[PATCH] D47394: [OpenMP][Clang][NVPTX] Replace bundling with partial linking for the OpenMP NVPTX device offloading toolchain

Wed Jun 6 03:23:30 PDT 2018

Hahnfeld added a comment.

In https://reviews.llvm.org/D47394#1123044, @tra wrote:

> While I'm not completely convinced that [fatbin]->.c->[clang]->.o (with device code only)->[ld -r] -> host.o (host+device code) is ideal (things could be done with smaller number of tool invocations), it should help to deal with -rdc compilation until we get a chance to improve support for it in Clang. We may revisit and change this portion of the pipeline when clang can incorporate -rdc GPU binaries in a way compatible with CUDA tools.

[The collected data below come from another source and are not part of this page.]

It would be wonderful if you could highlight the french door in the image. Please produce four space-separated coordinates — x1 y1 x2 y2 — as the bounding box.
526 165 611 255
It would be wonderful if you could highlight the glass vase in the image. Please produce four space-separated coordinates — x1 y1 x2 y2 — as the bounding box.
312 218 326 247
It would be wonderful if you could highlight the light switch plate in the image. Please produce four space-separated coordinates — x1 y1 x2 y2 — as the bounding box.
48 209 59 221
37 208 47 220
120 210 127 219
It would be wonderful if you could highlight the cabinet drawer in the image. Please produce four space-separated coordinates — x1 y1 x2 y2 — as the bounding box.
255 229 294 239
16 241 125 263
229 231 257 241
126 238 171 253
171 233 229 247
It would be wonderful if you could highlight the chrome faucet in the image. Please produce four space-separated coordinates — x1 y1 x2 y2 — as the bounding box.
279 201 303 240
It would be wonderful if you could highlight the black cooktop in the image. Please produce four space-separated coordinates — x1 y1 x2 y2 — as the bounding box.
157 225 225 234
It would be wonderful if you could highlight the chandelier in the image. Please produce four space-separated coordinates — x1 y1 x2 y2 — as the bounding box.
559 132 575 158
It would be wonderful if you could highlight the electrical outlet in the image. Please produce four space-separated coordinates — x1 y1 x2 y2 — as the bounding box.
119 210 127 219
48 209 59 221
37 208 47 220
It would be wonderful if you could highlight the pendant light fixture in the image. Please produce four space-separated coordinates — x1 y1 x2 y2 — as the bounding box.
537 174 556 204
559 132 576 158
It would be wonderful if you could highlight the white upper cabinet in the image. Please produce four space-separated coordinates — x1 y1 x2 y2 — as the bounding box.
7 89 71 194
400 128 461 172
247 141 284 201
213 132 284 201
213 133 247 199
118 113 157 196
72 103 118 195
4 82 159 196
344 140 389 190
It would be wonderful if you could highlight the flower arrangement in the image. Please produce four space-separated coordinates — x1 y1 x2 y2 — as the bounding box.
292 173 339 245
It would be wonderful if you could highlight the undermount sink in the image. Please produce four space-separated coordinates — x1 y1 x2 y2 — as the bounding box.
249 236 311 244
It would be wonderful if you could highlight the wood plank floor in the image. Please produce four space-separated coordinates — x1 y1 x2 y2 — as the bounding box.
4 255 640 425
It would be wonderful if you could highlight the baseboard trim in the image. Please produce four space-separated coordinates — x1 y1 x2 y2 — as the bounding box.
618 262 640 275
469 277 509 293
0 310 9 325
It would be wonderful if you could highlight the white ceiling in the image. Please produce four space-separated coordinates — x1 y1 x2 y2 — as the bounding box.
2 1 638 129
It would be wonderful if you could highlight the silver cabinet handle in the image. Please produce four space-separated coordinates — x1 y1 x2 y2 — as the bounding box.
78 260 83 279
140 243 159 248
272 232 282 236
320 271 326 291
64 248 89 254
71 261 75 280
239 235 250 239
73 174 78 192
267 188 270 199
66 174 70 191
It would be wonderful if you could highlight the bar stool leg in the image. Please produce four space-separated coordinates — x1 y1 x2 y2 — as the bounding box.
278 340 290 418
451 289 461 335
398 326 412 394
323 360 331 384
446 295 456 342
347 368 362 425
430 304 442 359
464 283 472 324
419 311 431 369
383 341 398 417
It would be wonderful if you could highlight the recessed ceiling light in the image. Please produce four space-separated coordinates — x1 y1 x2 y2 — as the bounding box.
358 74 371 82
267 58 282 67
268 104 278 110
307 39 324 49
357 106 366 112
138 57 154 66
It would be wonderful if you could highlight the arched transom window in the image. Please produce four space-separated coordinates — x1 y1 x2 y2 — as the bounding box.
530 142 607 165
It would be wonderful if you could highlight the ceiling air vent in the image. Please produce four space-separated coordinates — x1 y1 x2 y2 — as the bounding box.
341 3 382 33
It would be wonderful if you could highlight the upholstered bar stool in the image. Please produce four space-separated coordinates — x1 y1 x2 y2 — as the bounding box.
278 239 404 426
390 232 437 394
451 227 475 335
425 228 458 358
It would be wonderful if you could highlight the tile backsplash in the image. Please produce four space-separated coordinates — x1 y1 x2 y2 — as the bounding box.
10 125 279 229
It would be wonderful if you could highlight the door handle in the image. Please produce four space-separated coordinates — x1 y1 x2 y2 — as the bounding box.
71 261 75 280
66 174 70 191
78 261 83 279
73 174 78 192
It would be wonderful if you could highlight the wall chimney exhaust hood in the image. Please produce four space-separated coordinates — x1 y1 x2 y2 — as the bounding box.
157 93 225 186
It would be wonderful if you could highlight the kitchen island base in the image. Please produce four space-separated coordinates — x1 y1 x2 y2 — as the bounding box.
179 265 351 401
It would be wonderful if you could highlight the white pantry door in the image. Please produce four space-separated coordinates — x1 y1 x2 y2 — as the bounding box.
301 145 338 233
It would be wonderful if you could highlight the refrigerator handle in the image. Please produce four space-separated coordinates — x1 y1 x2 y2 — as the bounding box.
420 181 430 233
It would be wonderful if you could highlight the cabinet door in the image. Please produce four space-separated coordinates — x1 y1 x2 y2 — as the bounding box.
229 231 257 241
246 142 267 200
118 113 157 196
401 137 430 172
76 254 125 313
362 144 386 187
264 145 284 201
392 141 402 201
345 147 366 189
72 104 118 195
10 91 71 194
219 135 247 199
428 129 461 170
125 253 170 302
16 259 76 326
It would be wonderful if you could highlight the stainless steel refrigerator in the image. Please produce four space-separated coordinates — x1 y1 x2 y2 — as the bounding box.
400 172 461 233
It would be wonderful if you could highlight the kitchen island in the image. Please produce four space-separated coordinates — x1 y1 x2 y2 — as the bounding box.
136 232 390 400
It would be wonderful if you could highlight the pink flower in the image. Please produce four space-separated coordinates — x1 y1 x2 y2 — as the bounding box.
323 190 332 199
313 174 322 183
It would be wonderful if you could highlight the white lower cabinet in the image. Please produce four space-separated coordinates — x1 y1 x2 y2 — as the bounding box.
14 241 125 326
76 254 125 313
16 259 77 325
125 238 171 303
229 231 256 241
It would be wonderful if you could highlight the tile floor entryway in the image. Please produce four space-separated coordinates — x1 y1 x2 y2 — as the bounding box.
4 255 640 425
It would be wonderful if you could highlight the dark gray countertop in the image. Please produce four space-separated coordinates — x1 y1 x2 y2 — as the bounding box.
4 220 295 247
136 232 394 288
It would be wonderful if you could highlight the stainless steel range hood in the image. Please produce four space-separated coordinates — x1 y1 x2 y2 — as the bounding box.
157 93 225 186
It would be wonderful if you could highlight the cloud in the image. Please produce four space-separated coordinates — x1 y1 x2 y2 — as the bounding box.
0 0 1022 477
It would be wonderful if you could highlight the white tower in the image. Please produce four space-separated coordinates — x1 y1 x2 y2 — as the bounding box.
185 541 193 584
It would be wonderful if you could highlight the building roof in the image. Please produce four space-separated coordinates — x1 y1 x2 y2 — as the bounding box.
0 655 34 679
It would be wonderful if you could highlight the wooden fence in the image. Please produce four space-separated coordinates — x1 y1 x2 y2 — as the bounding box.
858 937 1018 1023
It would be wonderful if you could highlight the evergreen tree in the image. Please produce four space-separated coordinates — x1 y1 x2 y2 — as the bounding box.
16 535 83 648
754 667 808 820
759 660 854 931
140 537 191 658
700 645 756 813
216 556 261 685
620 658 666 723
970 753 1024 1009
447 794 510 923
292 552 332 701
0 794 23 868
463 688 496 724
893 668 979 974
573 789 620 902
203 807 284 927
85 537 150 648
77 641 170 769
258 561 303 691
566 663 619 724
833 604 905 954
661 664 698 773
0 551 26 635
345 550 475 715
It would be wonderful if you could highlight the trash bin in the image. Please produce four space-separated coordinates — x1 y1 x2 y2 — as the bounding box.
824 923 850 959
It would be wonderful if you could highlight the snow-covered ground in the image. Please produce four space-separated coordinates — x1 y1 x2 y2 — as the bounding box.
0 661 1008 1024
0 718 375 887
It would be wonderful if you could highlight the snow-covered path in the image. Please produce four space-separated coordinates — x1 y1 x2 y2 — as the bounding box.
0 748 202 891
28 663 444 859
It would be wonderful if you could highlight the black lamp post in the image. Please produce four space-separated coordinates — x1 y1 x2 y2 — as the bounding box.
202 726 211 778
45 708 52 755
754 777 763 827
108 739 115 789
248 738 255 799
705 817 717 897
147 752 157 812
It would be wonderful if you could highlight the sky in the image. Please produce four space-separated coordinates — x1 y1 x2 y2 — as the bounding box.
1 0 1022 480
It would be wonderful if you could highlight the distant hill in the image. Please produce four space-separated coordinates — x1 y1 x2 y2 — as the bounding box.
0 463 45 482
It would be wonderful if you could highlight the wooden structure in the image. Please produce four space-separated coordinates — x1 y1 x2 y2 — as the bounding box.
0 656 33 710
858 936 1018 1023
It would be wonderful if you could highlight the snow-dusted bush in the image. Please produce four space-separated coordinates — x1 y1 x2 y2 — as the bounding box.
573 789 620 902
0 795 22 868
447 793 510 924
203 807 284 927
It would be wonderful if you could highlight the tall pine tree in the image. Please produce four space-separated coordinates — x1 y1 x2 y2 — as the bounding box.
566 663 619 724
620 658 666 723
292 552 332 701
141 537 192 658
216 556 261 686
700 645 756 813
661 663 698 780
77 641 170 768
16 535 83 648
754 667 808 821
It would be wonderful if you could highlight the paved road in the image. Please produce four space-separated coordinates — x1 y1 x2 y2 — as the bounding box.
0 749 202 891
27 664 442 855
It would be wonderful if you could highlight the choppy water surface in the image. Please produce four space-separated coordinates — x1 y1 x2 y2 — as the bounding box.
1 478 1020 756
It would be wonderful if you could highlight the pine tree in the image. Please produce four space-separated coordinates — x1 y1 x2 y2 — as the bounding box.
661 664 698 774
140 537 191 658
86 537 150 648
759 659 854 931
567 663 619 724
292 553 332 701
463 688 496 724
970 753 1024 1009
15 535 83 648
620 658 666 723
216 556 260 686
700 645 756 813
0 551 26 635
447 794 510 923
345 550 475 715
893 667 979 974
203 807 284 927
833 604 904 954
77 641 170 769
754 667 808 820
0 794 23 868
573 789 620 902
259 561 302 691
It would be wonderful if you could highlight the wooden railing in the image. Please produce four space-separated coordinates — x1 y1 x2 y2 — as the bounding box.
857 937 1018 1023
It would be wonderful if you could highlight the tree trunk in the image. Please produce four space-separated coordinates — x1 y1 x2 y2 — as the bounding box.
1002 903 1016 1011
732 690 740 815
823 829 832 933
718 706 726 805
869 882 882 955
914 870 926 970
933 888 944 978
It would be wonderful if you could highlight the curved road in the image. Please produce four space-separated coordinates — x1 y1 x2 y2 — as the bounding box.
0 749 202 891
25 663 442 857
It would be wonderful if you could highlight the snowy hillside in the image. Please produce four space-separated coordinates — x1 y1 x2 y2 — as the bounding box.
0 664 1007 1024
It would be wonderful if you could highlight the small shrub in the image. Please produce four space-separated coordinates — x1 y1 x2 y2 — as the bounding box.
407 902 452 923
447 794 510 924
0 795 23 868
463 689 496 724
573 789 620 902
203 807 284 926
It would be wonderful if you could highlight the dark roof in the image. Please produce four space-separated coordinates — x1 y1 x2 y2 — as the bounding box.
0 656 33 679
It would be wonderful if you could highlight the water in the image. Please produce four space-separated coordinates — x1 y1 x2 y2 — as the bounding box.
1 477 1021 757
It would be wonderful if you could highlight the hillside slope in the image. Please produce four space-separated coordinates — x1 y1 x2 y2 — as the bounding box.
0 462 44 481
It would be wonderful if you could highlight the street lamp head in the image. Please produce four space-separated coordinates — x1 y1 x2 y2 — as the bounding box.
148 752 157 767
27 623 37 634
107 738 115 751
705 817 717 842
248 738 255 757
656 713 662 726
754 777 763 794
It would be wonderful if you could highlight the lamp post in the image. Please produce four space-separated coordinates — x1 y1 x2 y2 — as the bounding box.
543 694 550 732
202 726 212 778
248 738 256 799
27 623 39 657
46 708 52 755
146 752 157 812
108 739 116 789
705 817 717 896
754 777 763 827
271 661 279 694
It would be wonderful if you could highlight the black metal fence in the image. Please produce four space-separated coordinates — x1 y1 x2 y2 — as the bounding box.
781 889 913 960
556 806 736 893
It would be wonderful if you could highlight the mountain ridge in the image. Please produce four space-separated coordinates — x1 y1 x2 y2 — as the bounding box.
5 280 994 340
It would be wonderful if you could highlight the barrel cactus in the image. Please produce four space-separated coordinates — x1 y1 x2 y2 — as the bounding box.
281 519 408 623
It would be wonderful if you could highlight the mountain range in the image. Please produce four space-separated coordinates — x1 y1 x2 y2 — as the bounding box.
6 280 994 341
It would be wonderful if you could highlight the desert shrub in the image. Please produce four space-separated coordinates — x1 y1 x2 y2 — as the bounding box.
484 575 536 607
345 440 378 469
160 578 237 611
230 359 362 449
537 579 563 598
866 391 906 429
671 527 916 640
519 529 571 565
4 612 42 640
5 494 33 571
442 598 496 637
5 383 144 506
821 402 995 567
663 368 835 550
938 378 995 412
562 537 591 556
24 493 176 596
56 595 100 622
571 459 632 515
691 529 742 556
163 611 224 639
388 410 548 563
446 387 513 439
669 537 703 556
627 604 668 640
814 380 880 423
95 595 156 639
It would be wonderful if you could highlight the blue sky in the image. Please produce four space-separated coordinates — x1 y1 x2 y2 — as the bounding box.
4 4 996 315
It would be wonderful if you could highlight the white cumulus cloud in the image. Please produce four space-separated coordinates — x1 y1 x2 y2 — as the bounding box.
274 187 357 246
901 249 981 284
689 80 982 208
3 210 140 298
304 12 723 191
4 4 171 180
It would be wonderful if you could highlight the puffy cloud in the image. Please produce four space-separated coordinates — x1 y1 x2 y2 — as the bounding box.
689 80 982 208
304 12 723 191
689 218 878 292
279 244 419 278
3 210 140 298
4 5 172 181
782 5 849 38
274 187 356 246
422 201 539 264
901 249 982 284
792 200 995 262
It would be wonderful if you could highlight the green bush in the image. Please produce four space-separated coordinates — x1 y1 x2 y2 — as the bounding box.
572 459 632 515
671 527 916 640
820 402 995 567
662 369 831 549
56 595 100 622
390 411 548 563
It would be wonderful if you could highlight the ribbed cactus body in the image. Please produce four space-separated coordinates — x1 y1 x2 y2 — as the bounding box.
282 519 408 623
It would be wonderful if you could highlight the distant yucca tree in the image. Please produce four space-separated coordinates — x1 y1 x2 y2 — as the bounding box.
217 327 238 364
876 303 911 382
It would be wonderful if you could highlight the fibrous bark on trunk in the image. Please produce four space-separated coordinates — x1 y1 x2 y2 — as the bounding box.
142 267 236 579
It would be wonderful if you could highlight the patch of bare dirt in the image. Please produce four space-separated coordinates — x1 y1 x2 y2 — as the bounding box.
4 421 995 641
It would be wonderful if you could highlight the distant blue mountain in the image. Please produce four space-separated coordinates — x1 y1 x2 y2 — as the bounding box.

I think this should work with current trunk, Clang puts the GPU binary into a section called `__nv_relfatbin` when also passing `-fcuda-rdc` (see https://reviews.llvm.org/D42922).
What will probably result in problems are the registration functions as shown above by @gtbercea (`undefined references`...). But as we don't need them for OpenMP (we have our own registration machinery) it might be worth implementing something like `-fno-cuda-registration`. Maybe then `clang -cc1 <host> -fcuda-include-gpubinary <device> -fcuda-rdc -fno-cuda-registration` can be used to embed the device object, replacing the dance ending in `ld -r`?

Repository:
  rC Clang

https://reviews.llvm.org/D47394